The NDP’s “solution” has been to do nothing, because the NDP has no solution to anything and no way to come up with a coherent vision for anything. After an Ontario election result where the party got hammered in working class havens for them, they’ve gone for some low hanging fruit of corporate bashing, but it’s still hamfisted and mostly relegated to Twitter, because the NDP has no money to try and do events or things, and they have no strategy to use their friendly media outlet (The Star) to front run their policies.
If there’s nothing else about Poilievre, he’s been really, really good at using friendly media (National Post) to defend and promote his agenda, and proliferate the talking points of his arguments. I’m not saying everyone there supports him, or is taking cues from him, but there is a media apparatus that is helping to promote the Conservatives. The NDP’s unwillingness to cultivate the same from The Star and even the National Observer is fucking insanity, because without it the NDP will fail, or more accurately, continue to fail.
The problem with predictions of Poilievre continuing to do this well with young voters is like 27 fold, but let’s limit it to the main problems. First, it’s one poll – the Conservatives are at 20% of the 18-29 vote in the Redacted Paywall Pollster’s most recent sample – and just because there is a theoretical opening doesn’t mean it has happened. (In the same breath, the CPC not having broken through with young voters yet doesn’t mean it won’t happen soon.) From there, we can point out that it’s three years away from the likeliest next election date, that the Liberals have three years to come up with an answer on housing, and that the NDP could get their act together (I know, I know, but they could), but let’s just get to the real meat of it – Poilievre is being graded on a curve right now.

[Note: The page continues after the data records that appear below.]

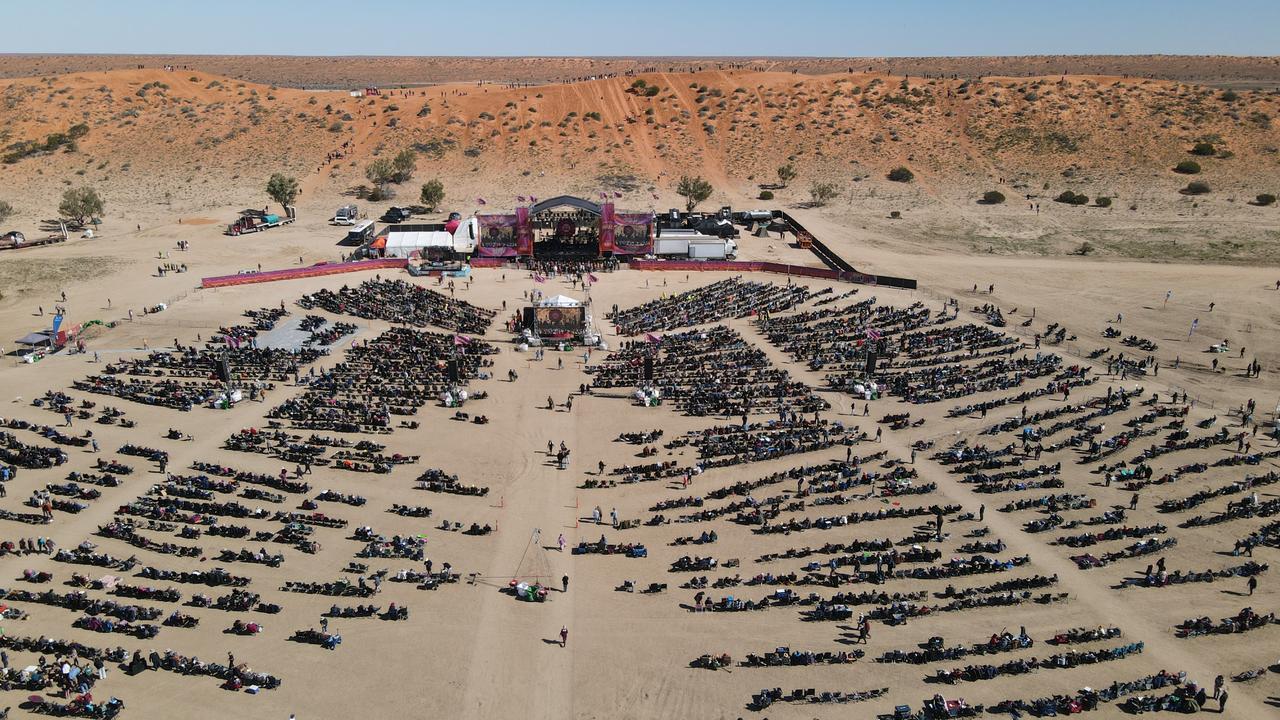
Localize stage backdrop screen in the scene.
[534,307,586,334]
[476,215,517,258]
[613,213,653,255]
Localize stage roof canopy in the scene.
[529,195,602,215]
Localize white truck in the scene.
[653,231,737,260]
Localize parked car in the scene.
[383,206,413,223]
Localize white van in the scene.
[342,220,374,245]
[333,205,360,225]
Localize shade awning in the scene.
[14,333,54,345]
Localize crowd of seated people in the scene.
[72,340,328,410]
[268,327,497,433]
[1174,607,1276,638]
[586,325,829,418]
[298,275,497,334]
[605,278,810,336]
[988,670,1187,717]
[0,432,67,468]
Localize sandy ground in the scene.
[0,54,1280,88]
[0,203,1280,717]
[0,60,1280,719]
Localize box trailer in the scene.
[689,237,737,260]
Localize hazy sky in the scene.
[10,0,1280,56]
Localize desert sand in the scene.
[0,60,1280,719]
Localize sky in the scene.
[0,0,1280,58]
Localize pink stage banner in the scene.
[476,215,518,258]
[600,202,614,255]
[516,208,534,255]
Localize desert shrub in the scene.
[809,182,840,206]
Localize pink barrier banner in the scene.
[200,258,407,288]
[627,254,876,284]
[476,215,518,258]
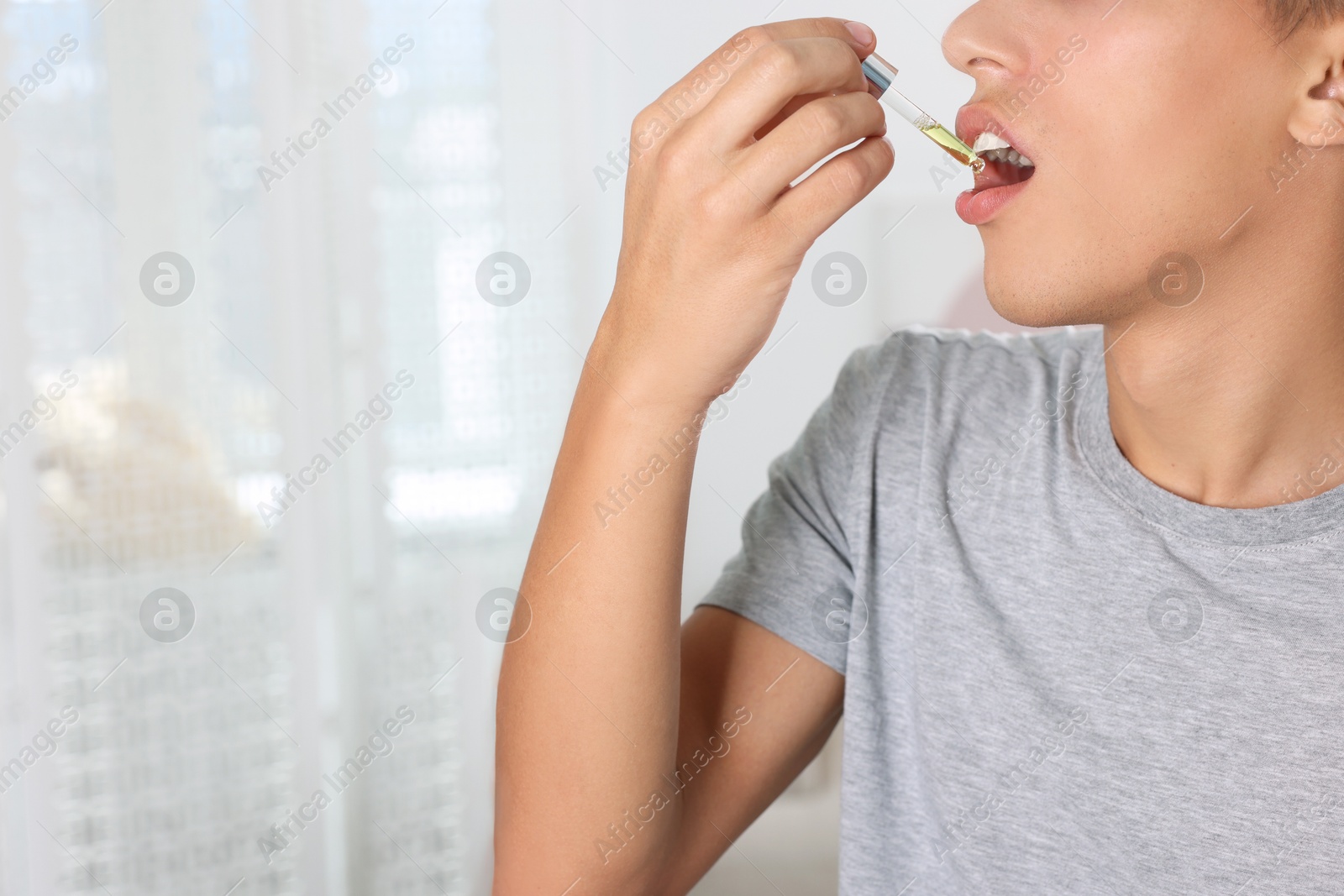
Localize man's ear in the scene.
[1288,18,1344,149]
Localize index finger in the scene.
[636,18,878,137]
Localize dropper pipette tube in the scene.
[863,52,985,175]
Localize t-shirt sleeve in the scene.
[701,339,890,674]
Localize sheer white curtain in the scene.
[0,0,572,896]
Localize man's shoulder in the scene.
[835,325,1102,441]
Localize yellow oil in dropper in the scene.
[863,52,985,175]
[919,118,985,175]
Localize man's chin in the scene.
[985,277,1117,329]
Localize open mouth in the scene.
[972,130,1037,193]
[957,115,1037,226]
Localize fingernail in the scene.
[844,22,876,47]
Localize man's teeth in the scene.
[972,130,1037,168]
[976,149,1037,168]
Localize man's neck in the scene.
[1106,224,1344,508]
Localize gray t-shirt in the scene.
[704,327,1344,896]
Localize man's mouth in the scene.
[957,110,1037,226]
[972,130,1037,193]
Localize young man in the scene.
[496,0,1344,896]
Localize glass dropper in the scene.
[863,52,985,175]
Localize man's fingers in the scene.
[634,18,876,136]
[685,32,867,152]
[774,137,895,244]
[734,92,887,196]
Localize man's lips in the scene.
[957,103,1037,226]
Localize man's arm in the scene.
[495,18,892,896]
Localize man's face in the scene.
[943,0,1302,327]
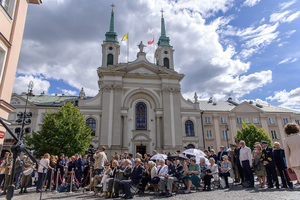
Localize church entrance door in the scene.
[136,145,146,157]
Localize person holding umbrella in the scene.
[183,158,200,194]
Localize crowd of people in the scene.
[0,123,300,199]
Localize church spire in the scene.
[158,9,171,47]
[104,4,118,42]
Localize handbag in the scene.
[286,168,298,181]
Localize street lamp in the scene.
[16,81,33,140]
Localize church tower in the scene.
[102,4,120,67]
[155,10,174,70]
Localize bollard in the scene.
[70,169,74,193]
[55,171,60,192]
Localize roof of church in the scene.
[199,100,300,114]
[20,94,79,107]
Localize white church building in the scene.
[4,10,300,154]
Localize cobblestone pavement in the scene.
[0,186,300,200]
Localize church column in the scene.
[227,113,237,144]
[155,115,161,150]
[170,92,176,147]
[276,114,285,140]
[112,83,122,148]
[196,116,204,149]
[122,115,128,149]
[213,114,221,150]
[162,88,172,149]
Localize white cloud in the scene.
[236,23,279,58]
[279,0,296,10]
[62,89,78,96]
[243,0,261,7]
[266,87,300,110]
[270,10,300,23]
[18,0,278,102]
[13,75,50,94]
[286,30,296,38]
[278,58,298,65]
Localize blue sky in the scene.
[14,0,300,110]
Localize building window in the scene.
[253,117,259,124]
[221,117,227,124]
[164,58,170,69]
[206,130,212,139]
[205,117,211,124]
[222,130,228,140]
[185,120,195,137]
[85,118,96,136]
[0,0,15,18]
[0,45,6,82]
[107,53,114,65]
[245,117,251,124]
[135,102,147,130]
[271,131,278,140]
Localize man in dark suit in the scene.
[218,146,227,165]
[54,153,68,188]
[273,142,293,188]
[234,141,245,183]
[74,154,83,186]
[261,141,279,189]
[158,160,179,197]
[120,158,144,199]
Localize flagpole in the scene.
[152,35,155,64]
[127,33,129,64]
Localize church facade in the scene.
[4,11,300,155]
[78,8,204,155]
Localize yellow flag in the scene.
[122,33,128,41]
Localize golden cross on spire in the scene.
[111,3,116,12]
[160,9,164,17]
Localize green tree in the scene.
[234,123,273,150]
[25,102,93,156]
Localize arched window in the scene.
[135,102,147,130]
[107,54,114,65]
[164,58,170,69]
[85,118,96,136]
[185,120,195,137]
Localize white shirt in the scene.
[38,158,50,173]
[156,165,169,178]
[240,146,252,165]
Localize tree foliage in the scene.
[234,123,273,150]
[25,102,93,156]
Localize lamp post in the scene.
[16,81,34,141]
[225,125,229,149]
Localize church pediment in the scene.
[10,93,34,106]
[127,67,156,74]
[231,101,262,113]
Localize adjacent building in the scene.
[0,0,42,151]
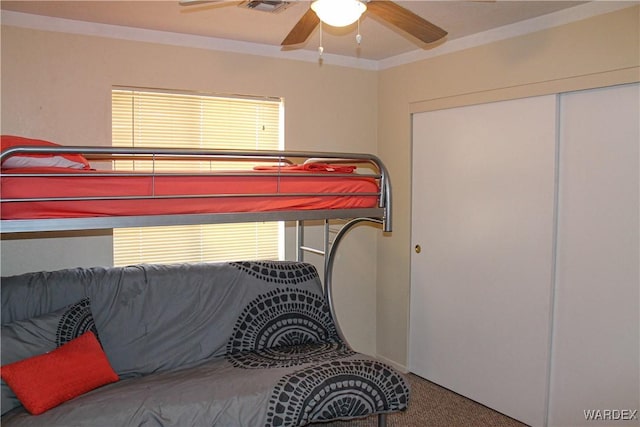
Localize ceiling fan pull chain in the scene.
[318,21,324,58]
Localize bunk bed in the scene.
[0,138,402,425]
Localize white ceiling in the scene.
[0,0,596,61]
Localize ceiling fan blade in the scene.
[280,8,320,46]
[367,0,447,43]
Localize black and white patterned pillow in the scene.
[0,298,98,414]
[227,287,353,369]
[267,359,409,427]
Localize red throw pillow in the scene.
[0,331,118,415]
[1,135,91,169]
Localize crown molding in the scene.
[1,10,378,70]
[1,1,640,71]
[378,1,640,70]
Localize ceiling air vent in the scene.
[239,0,289,13]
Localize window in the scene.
[111,88,284,265]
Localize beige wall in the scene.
[0,26,379,353]
[377,7,640,366]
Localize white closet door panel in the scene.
[409,96,556,425]
[549,84,640,427]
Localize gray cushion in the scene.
[1,298,97,414]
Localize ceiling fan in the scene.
[180,0,447,46]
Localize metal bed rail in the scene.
[0,146,392,233]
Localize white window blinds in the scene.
[112,88,284,265]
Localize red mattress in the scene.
[0,168,379,219]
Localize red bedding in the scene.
[0,168,379,219]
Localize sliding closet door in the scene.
[409,96,557,425]
[549,84,640,427]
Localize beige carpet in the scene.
[310,374,525,427]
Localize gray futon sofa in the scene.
[1,262,409,427]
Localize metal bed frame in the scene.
[0,146,392,426]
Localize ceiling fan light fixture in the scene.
[311,0,367,27]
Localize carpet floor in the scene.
[310,374,526,427]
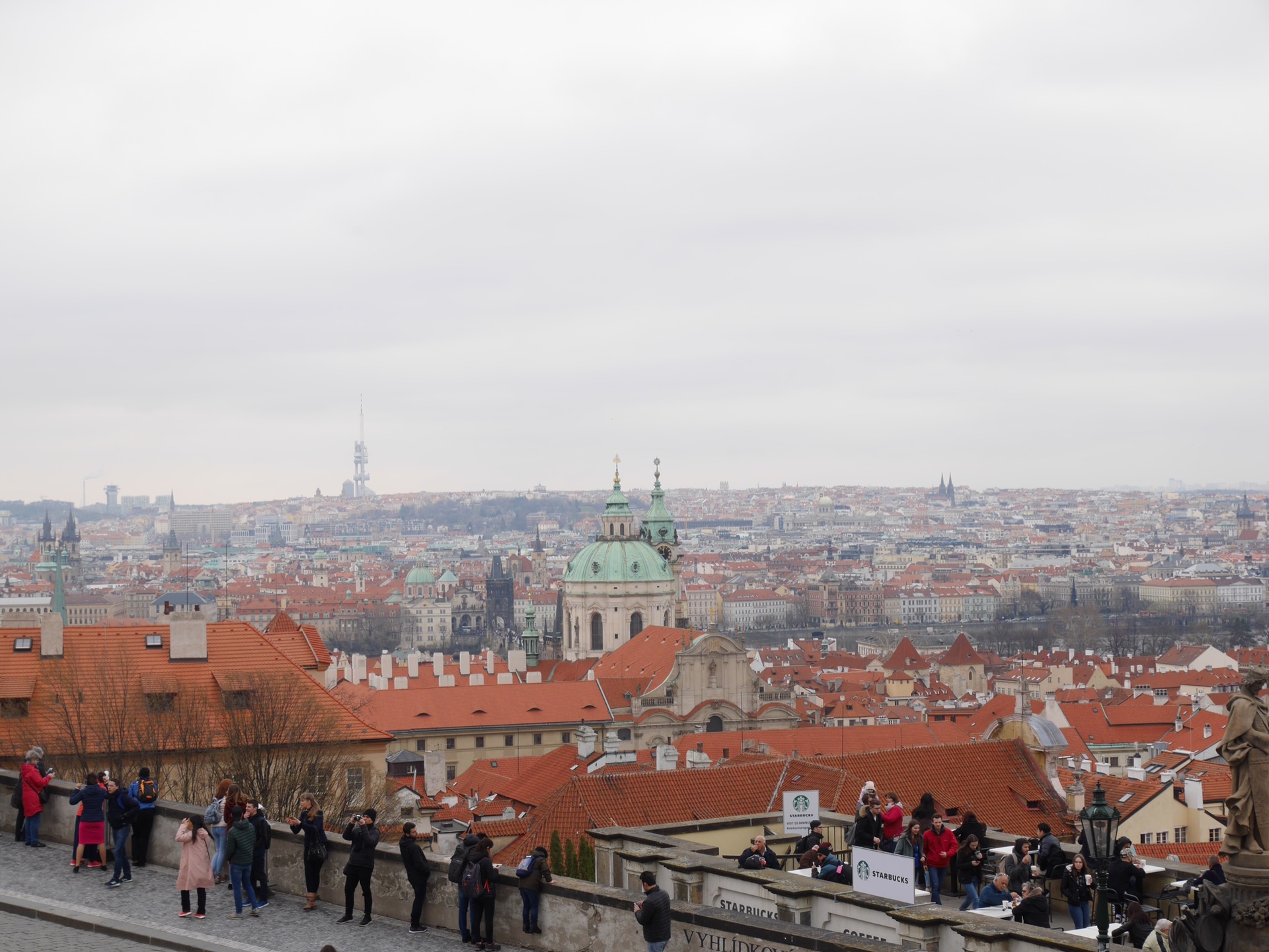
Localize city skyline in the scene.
[0,4,1269,501]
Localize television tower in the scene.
[353,397,371,499]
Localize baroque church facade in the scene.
[561,459,685,661]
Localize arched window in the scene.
[590,611,604,651]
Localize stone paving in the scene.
[0,833,527,952]
[0,907,166,952]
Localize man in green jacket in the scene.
[225,806,260,919]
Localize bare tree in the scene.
[213,672,382,817]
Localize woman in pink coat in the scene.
[176,817,215,919]
[18,751,54,847]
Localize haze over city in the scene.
[0,3,1269,502]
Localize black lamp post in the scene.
[1080,781,1119,952]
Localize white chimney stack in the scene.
[578,724,599,758]
[167,618,207,662]
[40,611,63,658]
[1185,777,1203,810]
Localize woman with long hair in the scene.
[956,833,982,913]
[176,817,215,919]
[1123,902,1155,948]
[287,791,326,912]
[1062,853,1093,929]
[203,777,237,885]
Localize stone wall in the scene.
[0,771,1197,952]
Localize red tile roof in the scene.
[331,680,613,733]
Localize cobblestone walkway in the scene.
[0,833,514,952]
[0,907,163,952]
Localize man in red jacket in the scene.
[921,814,957,905]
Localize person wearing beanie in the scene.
[335,807,379,926]
[1141,919,1173,952]
[448,833,480,942]
[128,767,159,869]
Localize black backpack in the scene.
[448,846,469,882]
[461,863,484,898]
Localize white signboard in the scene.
[785,789,820,834]
[850,847,916,905]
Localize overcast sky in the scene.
[0,0,1269,502]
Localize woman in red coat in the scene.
[19,751,54,847]
[921,814,957,905]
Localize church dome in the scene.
[404,566,436,585]
[563,538,674,583]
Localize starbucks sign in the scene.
[785,789,820,835]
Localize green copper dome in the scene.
[404,566,436,585]
[563,538,674,582]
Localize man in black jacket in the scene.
[793,819,824,857]
[738,836,781,869]
[335,809,379,926]
[243,800,273,906]
[634,869,670,952]
[850,800,884,850]
[1014,882,1048,929]
[449,833,480,942]
[399,823,432,932]
[105,780,141,889]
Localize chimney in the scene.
[683,751,709,771]
[40,611,62,658]
[1185,777,1203,810]
[167,618,207,662]
[578,724,597,759]
[1066,777,1084,813]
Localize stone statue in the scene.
[1171,668,1269,952]
[1217,668,1269,862]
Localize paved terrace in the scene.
[0,833,520,952]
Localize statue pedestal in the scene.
[1173,853,1269,952]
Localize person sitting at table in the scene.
[1123,902,1155,948]
[1106,840,1146,902]
[1141,919,1173,952]
[1185,856,1225,889]
[738,836,781,869]
[1014,882,1048,929]
[975,872,1018,909]
[1003,836,1039,895]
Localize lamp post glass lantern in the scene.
[1080,781,1119,952]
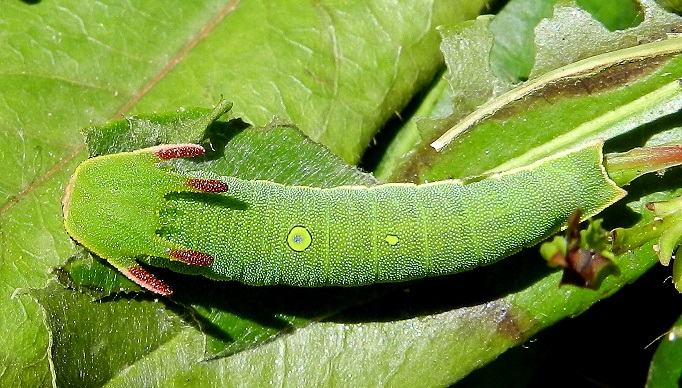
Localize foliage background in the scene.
[0,0,680,386]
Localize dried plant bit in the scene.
[656,212,682,265]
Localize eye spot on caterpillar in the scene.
[384,234,400,245]
[287,226,313,252]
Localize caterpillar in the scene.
[62,142,625,295]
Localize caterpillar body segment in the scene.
[64,143,624,294]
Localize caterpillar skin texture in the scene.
[63,143,625,294]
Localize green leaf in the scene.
[0,0,485,386]
[647,316,682,388]
[0,0,679,386]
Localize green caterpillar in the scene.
[63,143,625,295]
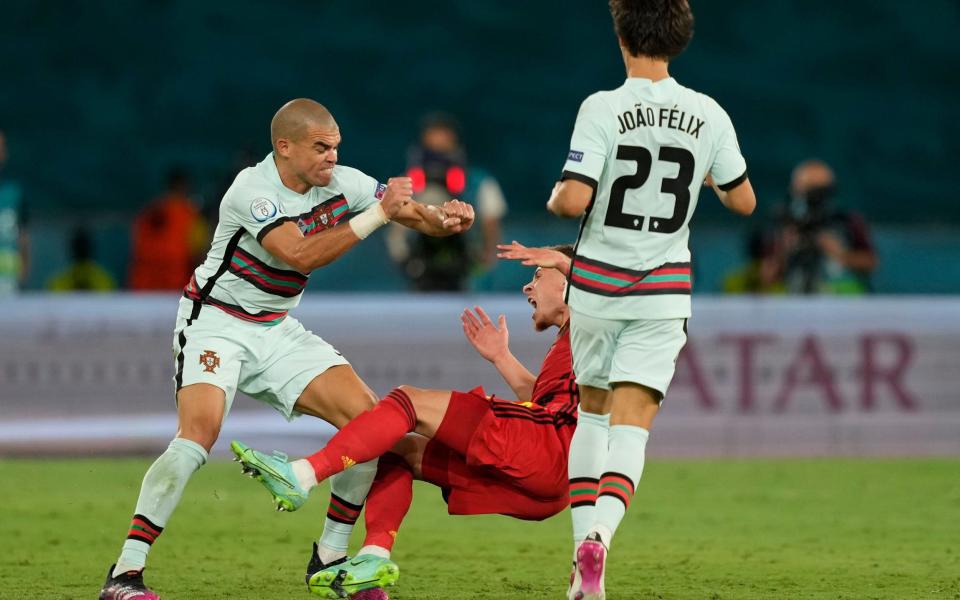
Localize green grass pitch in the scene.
[0,459,960,600]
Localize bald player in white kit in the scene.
[100,99,474,600]
[501,0,756,600]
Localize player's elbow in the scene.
[724,180,757,217]
[547,196,586,219]
[733,195,757,217]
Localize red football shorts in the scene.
[422,388,569,520]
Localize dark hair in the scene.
[610,0,693,61]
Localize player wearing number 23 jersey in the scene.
[563,77,747,319]
[547,0,756,600]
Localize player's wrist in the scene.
[347,202,390,240]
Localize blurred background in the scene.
[0,0,960,454]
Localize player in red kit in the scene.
[232,246,578,598]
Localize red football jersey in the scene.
[532,323,580,426]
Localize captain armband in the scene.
[347,202,390,240]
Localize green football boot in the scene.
[230,440,310,512]
[307,554,400,600]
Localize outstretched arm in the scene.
[391,200,474,237]
[460,306,537,402]
[260,177,413,273]
[497,240,570,276]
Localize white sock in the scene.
[317,460,377,563]
[317,542,347,565]
[113,438,207,577]
[290,458,317,492]
[591,425,650,548]
[567,410,610,553]
[357,546,390,558]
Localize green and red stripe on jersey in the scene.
[570,256,692,296]
[229,246,307,298]
[183,277,287,326]
[296,194,350,236]
[127,515,163,545]
[597,471,634,508]
[570,477,600,508]
[327,494,363,525]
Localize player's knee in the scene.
[177,418,220,452]
[394,384,423,400]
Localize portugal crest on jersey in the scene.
[200,350,220,373]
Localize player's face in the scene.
[523,268,567,331]
[290,126,340,187]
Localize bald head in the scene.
[270,98,337,150]
[791,158,834,195]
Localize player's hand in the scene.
[497,240,570,275]
[440,199,475,233]
[380,177,413,219]
[460,306,510,362]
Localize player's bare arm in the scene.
[392,200,475,237]
[460,306,537,402]
[704,175,757,216]
[497,240,570,275]
[260,177,413,273]
[547,179,593,218]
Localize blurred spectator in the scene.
[47,227,117,292]
[0,130,30,296]
[130,169,208,290]
[776,160,877,294]
[723,229,786,294]
[387,113,507,291]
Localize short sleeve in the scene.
[220,190,292,242]
[710,106,747,191]
[342,167,387,212]
[561,94,612,188]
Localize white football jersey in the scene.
[183,153,386,325]
[562,78,747,319]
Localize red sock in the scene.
[307,388,417,481]
[363,453,413,550]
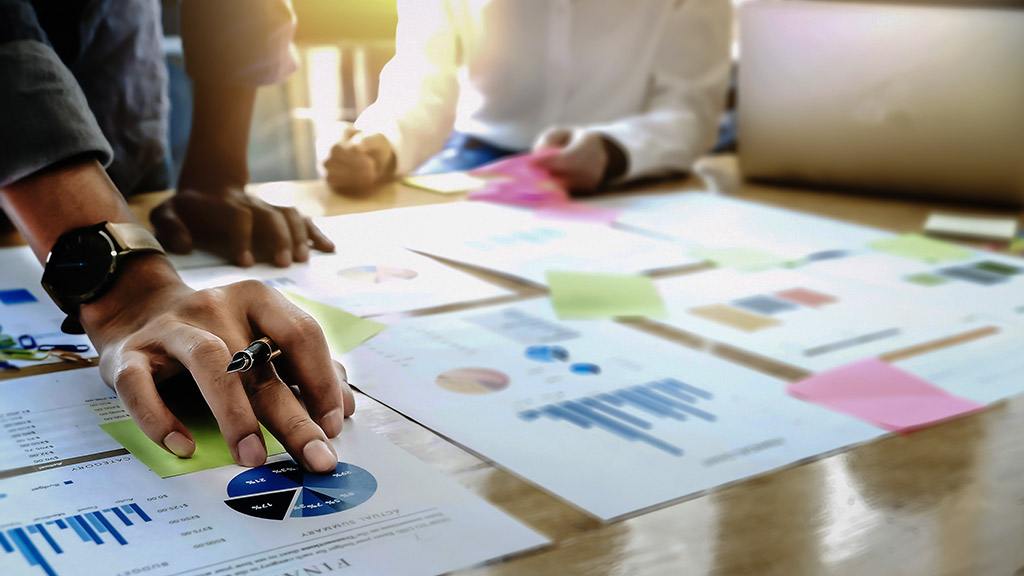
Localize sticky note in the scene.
[547,271,668,319]
[870,234,971,263]
[281,290,387,354]
[99,416,285,478]
[925,212,1017,241]
[786,358,984,430]
[690,247,790,271]
[401,172,487,194]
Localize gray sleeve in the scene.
[181,0,296,86]
[0,0,113,187]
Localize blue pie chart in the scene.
[526,346,569,362]
[224,460,377,521]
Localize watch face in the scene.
[43,231,116,298]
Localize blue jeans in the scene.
[414,132,525,176]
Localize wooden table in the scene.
[0,157,1024,576]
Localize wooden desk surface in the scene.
[0,157,1024,576]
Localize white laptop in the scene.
[738,1,1024,206]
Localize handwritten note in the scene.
[786,358,984,430]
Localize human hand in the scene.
[534,127,626,193]
[81,254,354,472]
[324,125,395,192]
[150,180,334,268]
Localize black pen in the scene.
[227,336,281,374]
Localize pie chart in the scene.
[434,368,511,395]
[338,265,419,284]
[526,346,569,362]
[224,460,377,521]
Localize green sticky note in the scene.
[401,172,487,194]
[690,247,790,270]
[99,372,285,478]
[869,234,971,264]
[903,272,949,287]
[99,414,285,478]
[547,271,668,319]
[281,290,387,354]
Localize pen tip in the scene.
[227,358,246,374]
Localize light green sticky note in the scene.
[690,247,790,270]
[281,290,387,354]
[870,234,971,263]
[99,414,285,478]
[547,271,668,319]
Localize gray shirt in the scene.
[0,0,295,194]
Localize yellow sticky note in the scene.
[547,271,668,319]
[870,234,971,263]
[281,290,387,354]
[99,374,285,478]
[401,172,487,194]
[690,247,788,271]
[99,414,285,478]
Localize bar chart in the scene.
[0,502,153,576]
[519,378,718,456]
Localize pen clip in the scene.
[36,344,89,352]
[0,348,50,362]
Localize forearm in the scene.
[0,159,185,336]
[178,82,256,189]
[0,158,136,262]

In a leadership election this far out, the candidates don’t have to have strong, detailed policies, it’s about vague sense of directions. If you think this is a criticism, it’s explicitly not – crafting firm commitments for 2022 when the next election is years away is very dumb and bad, as Keir Starmer found when he made 10 pledges to win the Labour leadership he now is choosing to walk back from. We don’t want an increase in bullshit pledges that fall apart because they’re made too far in advance of events, so it’s fine to judge these candidates on a curve.
That said, Poilievre gets some credit for saying the word housing a bunch – and it’s good he’s doing so! – but that level of vagueness won’t cut it in 2025. He will need a housing answer better than “we need to build more homes near transit lines”, but right now, just putting housing on the list and saying young voters have been fucked by the housing market is enough to engender a hearing from young voters. It won’t be enough to actually get them to vote for someone whose historic views on economics are to cut spending and focus on corporate welfare and who has a decidedly mixed set of views on the suite of social issues that, on the whole, Gen Z is much more liberal than even Millennials on. For that, for them to actually pull the trigger at the ballot box, requires a lot more.
The other thing missing from this is that so much of the commentariat is willing to accrue the Poilievre-led CPC the benefits of his distinctive change in Conservative tone – which, I agree will be beneficial in areas – while assuming he can bank on all of the O’Toole coalition. That assumption is … well, one I wouldn’t make, to be charitable. There is a political advantage to be gained from Poilievre in some places. There will be an electoral price to pay in others. Might he win some younger voters? Sure. A policy more favourable to renters and prospective homebuyers will necessarily take money out of the pockets of people who bought 20 years ago. There are tradeoffs.
Can Poilievre get a youth revolution going for the CPC? Maybe, but not likely. But even if he does, there’s no guarantee the trade he’d make to get it would be worth it.